Le ciel s’est déclaré contre mon artifice.
Et que fallait-il donc, Zaïre, que je fisse ?
À l’erreur de Roxane ai-je dû m’opposer,
Et perdre mon amant pour la désabuser ?
Avant que dans son cœur cette amour fût formée,
J’aimais, et je pouvais m’assurer d’être aimée.
Dès nos plus jeunes ans, tu t’en souviens assez,
L’amour serra les nœuds par le sang commencés.
Élevée avec lui dans le sein de sa mère,
J’appris à distinguer Bajazet de son frère ;
Elle-même avec joie unit nos volontés.
Et quoique après sa mort l’un de l’autre écartés,
Conservant, sans nous voir, le désir de nous plaire,
Nous avons su toujours nous aimer et nous taire.
Roxane, qui depuis, loin de s’en défier,
À ses desseins secrets voulut m’associer,
Ne put voir sans amour ce héros trop aimable :
Elle courut lui tendre une main favorable.
Bajazet étonné rendit grâce à ses soins,
Lui rendit des respects : pouvait-il faire moins ?
Mais qu’aisément l’amour croit tout ce qu’il souhaite !
De ses moindres respects Roxane satisfaite
Nous engagea tous deux par sa facilité
À la laisser jouir de sa crédulité.
Zaïre, il faut pourtant avouer ma faiblesse :
D’un mouvement jaloux je ne fus pas maîtresse.
Ma rivale, accablant mon amant de bienfaits,
Opposait un empire à mes faibles attraits ;
Mille soins la rendaient présente à sa mémoire ;
Elle l’entretenait de sa prochaine gloire.
Et moi, je ne puis rien.
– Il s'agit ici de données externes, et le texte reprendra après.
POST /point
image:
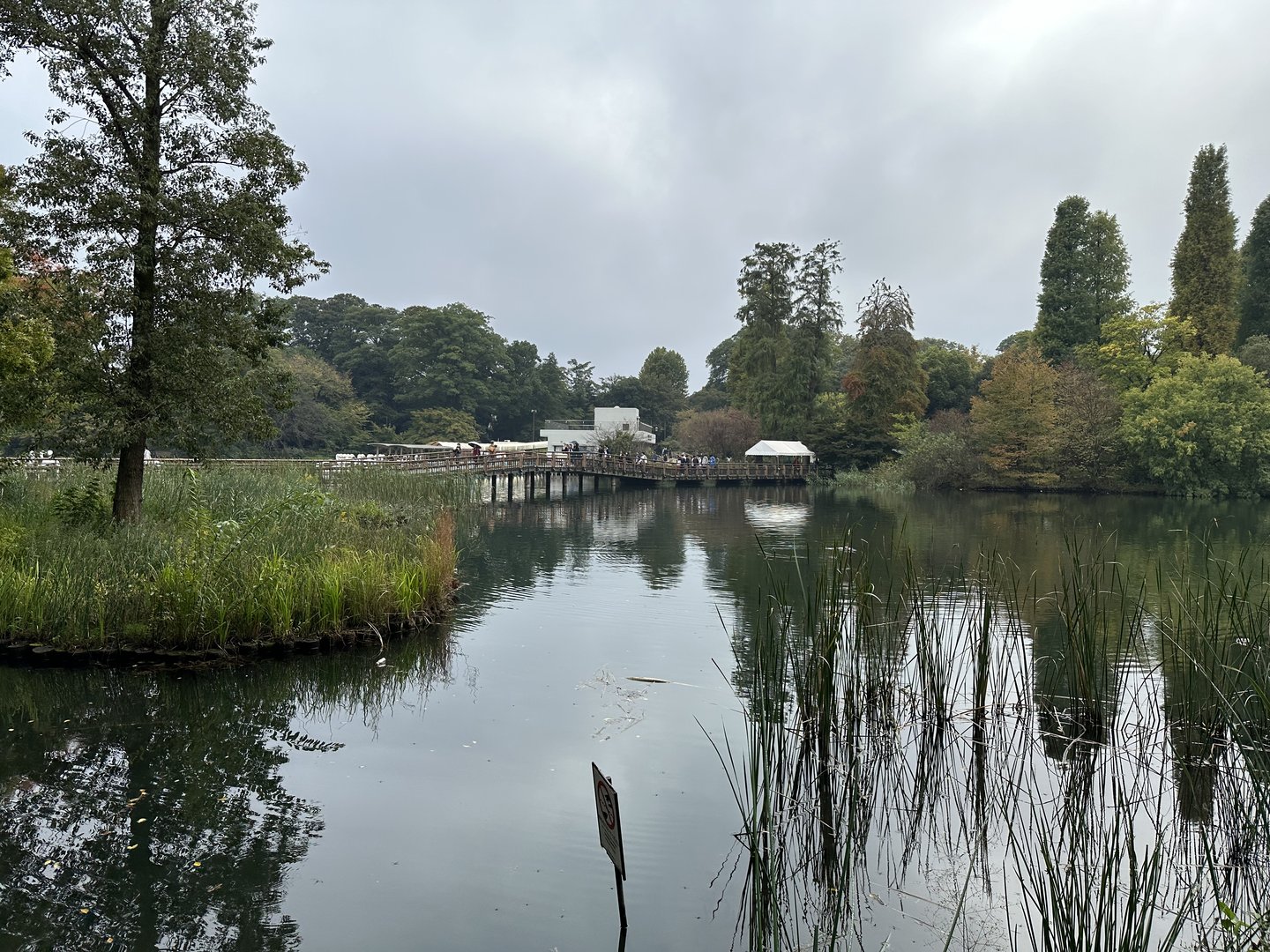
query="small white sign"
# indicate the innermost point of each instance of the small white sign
(609, 820)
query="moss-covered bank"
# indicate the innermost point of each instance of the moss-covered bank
(225, 559)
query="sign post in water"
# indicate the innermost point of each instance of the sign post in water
(609, 833)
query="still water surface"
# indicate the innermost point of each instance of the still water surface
(444, 800)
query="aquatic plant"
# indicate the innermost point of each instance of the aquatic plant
(1097, 752)
(227, 557)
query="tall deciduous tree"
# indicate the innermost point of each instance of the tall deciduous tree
(886, 378)
(724, 433)
(952, 369)
(325, 413)
(1203, 429)
(1206, 262)
(1109, 270)
(1255, 294)
(1084, 279)
(449, 358)
(172, 197)
(664, 380)
(1064, 317)
(758, 372)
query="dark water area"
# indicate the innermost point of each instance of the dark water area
(442, 799)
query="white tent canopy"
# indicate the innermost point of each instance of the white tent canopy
(780, 447)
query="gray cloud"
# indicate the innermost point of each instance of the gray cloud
(591, 173)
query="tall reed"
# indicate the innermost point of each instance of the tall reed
(225, 556)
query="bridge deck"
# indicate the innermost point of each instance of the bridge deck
(591, 465)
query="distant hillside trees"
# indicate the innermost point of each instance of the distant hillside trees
(1255, 292)
(886, 378)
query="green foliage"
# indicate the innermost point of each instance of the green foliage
(952, 375)
(355, 339)
(620, 391)
(664, 383)
(1255, 291)
(449, 426)
(450, 358)
(170, 195)
(1206, 271)
(725, 433)
(83, 504)
(1256, 353)
(762, 375)
(1013, 417)
(817, 320)
(1087, 444)
(1203, 429)
(934, 456)
(886, 380)
(1084, 277)
(324, 414)
(227, 556)
(1140, 346)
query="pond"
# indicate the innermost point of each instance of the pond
(436, 792)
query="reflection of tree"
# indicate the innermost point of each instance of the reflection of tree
(149, 809)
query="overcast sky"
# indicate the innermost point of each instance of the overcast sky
(589, 173)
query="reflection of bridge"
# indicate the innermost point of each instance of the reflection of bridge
(566, 467)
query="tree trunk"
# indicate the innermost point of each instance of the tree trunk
(127, 482)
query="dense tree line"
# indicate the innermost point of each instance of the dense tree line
(101, 355)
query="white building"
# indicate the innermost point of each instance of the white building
(591, 435)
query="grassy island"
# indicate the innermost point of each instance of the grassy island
(225, 559)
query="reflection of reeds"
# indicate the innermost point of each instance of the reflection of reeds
(885, 703)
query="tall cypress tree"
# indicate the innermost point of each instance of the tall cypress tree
(1206, 273)
(1084, 279)
(761, 357)
(1108, 260)
(1255, 297)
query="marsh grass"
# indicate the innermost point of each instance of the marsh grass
(225, 557)
(1108, 784)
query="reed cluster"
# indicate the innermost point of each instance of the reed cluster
(225, 557)
(1091, 762)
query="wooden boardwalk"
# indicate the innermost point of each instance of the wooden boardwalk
(564, 469)
(545, 467)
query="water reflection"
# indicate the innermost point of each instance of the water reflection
(915, 738)
(146, 810)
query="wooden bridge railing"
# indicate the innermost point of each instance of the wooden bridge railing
(497, 464)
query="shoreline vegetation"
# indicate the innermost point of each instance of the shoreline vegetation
(227, 562)
(1093, 756)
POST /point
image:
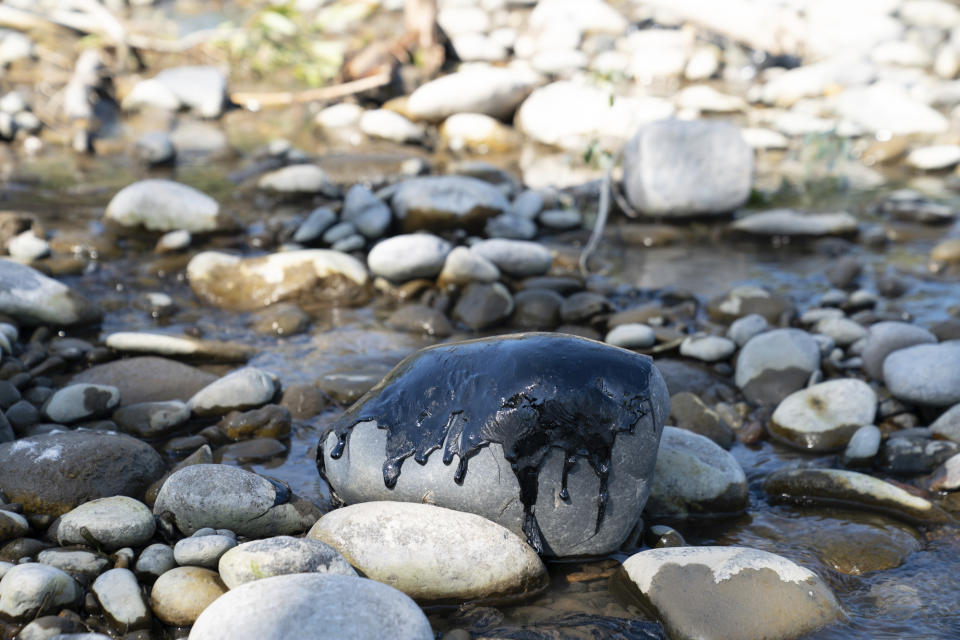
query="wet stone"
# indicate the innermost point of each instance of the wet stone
(726, 592)
(825, 416)
(280, 555)
(690, 413)
(482, 306)
(81, 402)
(55, 472)
(431, 553)
(109, 523)
(630, 410)
(417, 318)
(202, 551)
(851, 489)
(695, 477)
(536, 309)
(312, 607)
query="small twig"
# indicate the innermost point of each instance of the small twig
(255, 100)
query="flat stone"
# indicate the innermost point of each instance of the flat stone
(312, 607)
(280, 555)
(409, 256)
(163, 205)
(776, 363)
(147, 379)
(492, 91)
(789, 222)
(242, 389)
(727, 592)
(695, 477)
(319, 276)
(55, 472)
(298, 179)
(926, 374)
(851, 489)
(446, 202)
(206, 495)
(81, 402)
(825, 416)
(516, 258)
(431, 553)
(883, 338)
(683, 168)
(110, 523)
(30, 297)
(32, 589)
(119, 596)
(180, 595)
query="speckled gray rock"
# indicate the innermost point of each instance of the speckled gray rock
(707, 348)
(312, 607)
(926, 374)
(409, 256)
(370, 215)
(54, 472)
(206, 495)
(431, 553)
(202, 551)
(242, 389)
(883, 338)
(632, 335)
(280, 555)
(446, 202)
(154, 561)
(151, 419)
(30, 297)
(825, 416)
(678, 168)
(32, 589)
(122, 602)
(517, 258)
(163, 205)
(464, 266)
(742, 329)
(81, 402)
(114, 522)
(776, 363)
(77, 562)
(694, 476)
(728, 592)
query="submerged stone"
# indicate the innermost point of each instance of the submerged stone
(567, 425)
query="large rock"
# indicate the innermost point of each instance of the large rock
(163, 205)
(312, 607)
(926, 374)
(493, 91)
(147, 379)
(222, 497)
(728, 592)
(825, 416)
(30, 297)
(883, 338)
(409, 256)
(774, 364)
(309, 276)
(446, 202)
(684, 168)
(54, 472)
(573, 116)
(431, 553)
(591, 398)
(695, 477)
(280, 555)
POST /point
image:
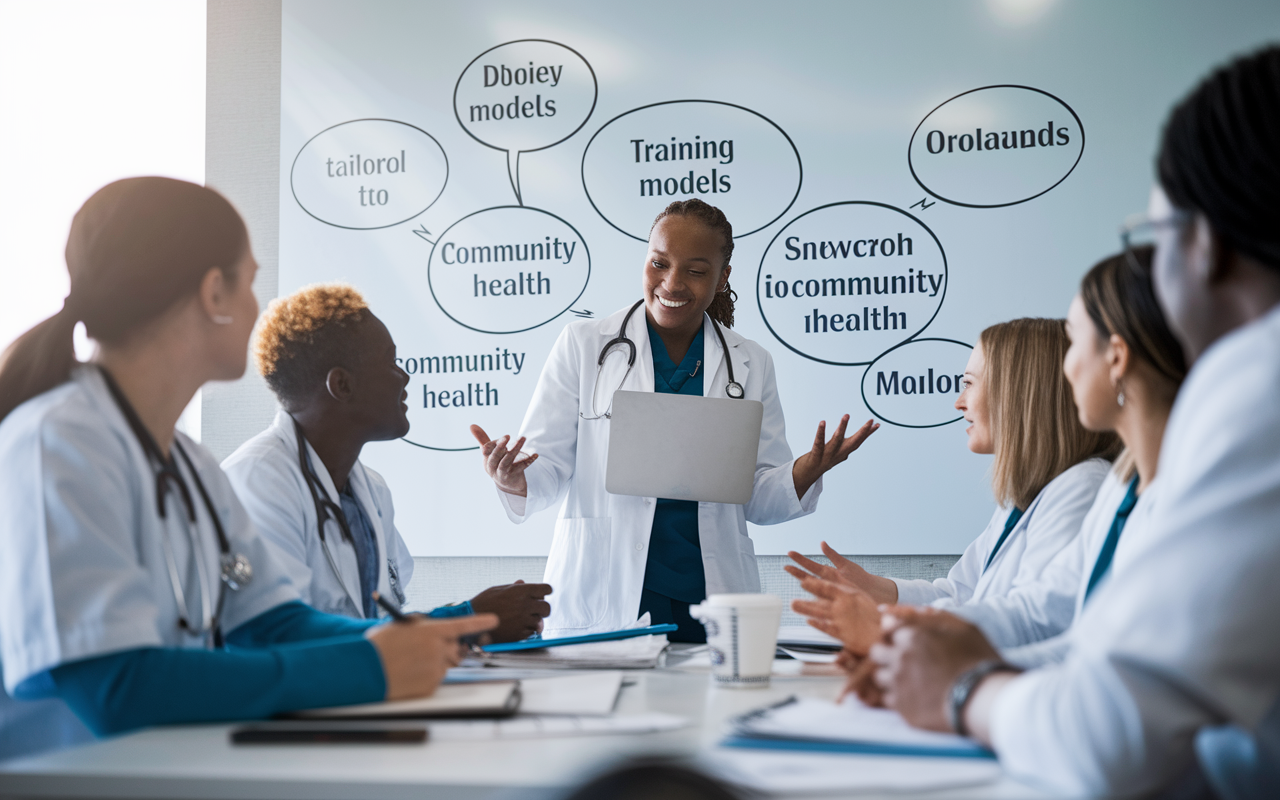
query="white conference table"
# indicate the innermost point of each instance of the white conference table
(199, 762)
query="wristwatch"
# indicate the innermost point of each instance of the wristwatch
(963, 689)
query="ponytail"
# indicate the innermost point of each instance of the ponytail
(722, 305)
(136, 248)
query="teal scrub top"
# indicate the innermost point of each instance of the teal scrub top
(675, 563)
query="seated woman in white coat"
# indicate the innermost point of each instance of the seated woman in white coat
(616, 557)
(1046, 475)
(1124, 366)
(1176, 656)
(332, 365)
(132, 584)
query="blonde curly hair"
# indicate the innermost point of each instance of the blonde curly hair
(301, 337)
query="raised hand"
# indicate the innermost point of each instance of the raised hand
(840, 611)
(827, 453)
(844, 571)
(417, 653)
(520, 608)
(502, 464)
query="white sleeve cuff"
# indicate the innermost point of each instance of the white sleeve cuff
(513, 504)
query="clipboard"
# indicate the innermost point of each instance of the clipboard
(538, 644)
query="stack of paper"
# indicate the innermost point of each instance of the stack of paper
(818, 726)
(805, 745)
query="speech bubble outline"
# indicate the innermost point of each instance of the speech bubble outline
(999, 205)
(732, 105)
(301, 150)
(456, 223)
(513, 156)
(851, 202)
(862, 385)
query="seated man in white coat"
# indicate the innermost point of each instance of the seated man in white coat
(329, 519)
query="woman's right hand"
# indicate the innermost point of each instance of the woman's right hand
(501, 462)
(417, 653)
(844, 571)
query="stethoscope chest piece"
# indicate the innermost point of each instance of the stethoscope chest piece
(237, 571)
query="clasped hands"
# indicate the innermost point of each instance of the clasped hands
(897, 657)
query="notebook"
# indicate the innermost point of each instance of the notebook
(452, 700)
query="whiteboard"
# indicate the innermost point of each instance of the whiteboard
(899, 177)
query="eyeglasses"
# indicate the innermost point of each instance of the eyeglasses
(1139, 231)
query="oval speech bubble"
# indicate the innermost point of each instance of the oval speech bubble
(369, 173)
(525, 95)
(845, 282)
(917, 383)
(996, 146)
(730, 156)
(508, 269)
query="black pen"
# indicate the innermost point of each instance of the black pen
(394, 613)
(471, 641)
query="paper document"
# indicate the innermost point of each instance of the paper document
(581, 693)
(540, 727)
(812, 725)
(489, 699)
(639, 653)
(798, 773)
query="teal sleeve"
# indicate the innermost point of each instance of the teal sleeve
(295, 621)
(150, 686)
(461, 609)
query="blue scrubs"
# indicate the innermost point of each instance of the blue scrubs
(673, 575)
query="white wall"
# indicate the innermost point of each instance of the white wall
(90, 92)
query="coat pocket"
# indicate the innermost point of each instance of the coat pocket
(579, 568)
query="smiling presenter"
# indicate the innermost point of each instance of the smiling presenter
(615, 557)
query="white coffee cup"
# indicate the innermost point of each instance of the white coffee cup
(743, 636)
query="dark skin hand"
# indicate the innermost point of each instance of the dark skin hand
(923, 654)
(520, 608)
(362, 402)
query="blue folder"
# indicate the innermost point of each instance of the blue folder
(864, 748)
(536, 643)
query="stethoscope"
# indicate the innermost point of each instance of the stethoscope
(236, 568)
(734, 389)
(327, 510)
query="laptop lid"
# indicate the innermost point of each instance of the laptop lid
(684, 448)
Mon cœur, pour tous discours,
N’avait que des soupirs, qu’il répétait toujours.
Le ciel seul sait combien j’en ai versé de larmes.
Mais enfin Bajazet dissipa mes alarmes.
Je condamnai mes pleurs, et jusques aujourd’hui
Je l’ai pressé de feindre, et j’ai parlé pour lui.
Hélas ! tout est fini. Roxane méprisée
Bientôt de son erreur sera désabusée.
Car enfin Bajazet ne sait point se cacher :
Je connais sa vertu prompte à s’effaroucher.
Il faut qu’à tous moments, tremblante et secourable,
Je donne à ses discours un sens plus favorable.
Bajazet va se perdre. Ah ! si, comme autrefois,
Ma rivale eût voulu lui parler par ma voix !
Au moins si j’avais pu préparer son visage !
Mais, Zaïre, je puis l’attendre à son passage :
D’un mot ou d’un regard je puis le secourir.
Qu’il l’épouse, en un mot, plutôt que de périr.
Si Roxane le veut, sans doute il faut qu’il meure.
Il se perdra, te dis-je. Atalide, demeure :
Laisse, sans t’alarmer, ton amant sur sa foi.
Penses-tu mériter qu’on se perde pour toi ?
Peut-être Bajazet, secondant ton envie,
Plus que tu ne voudras aura soin de sa vie.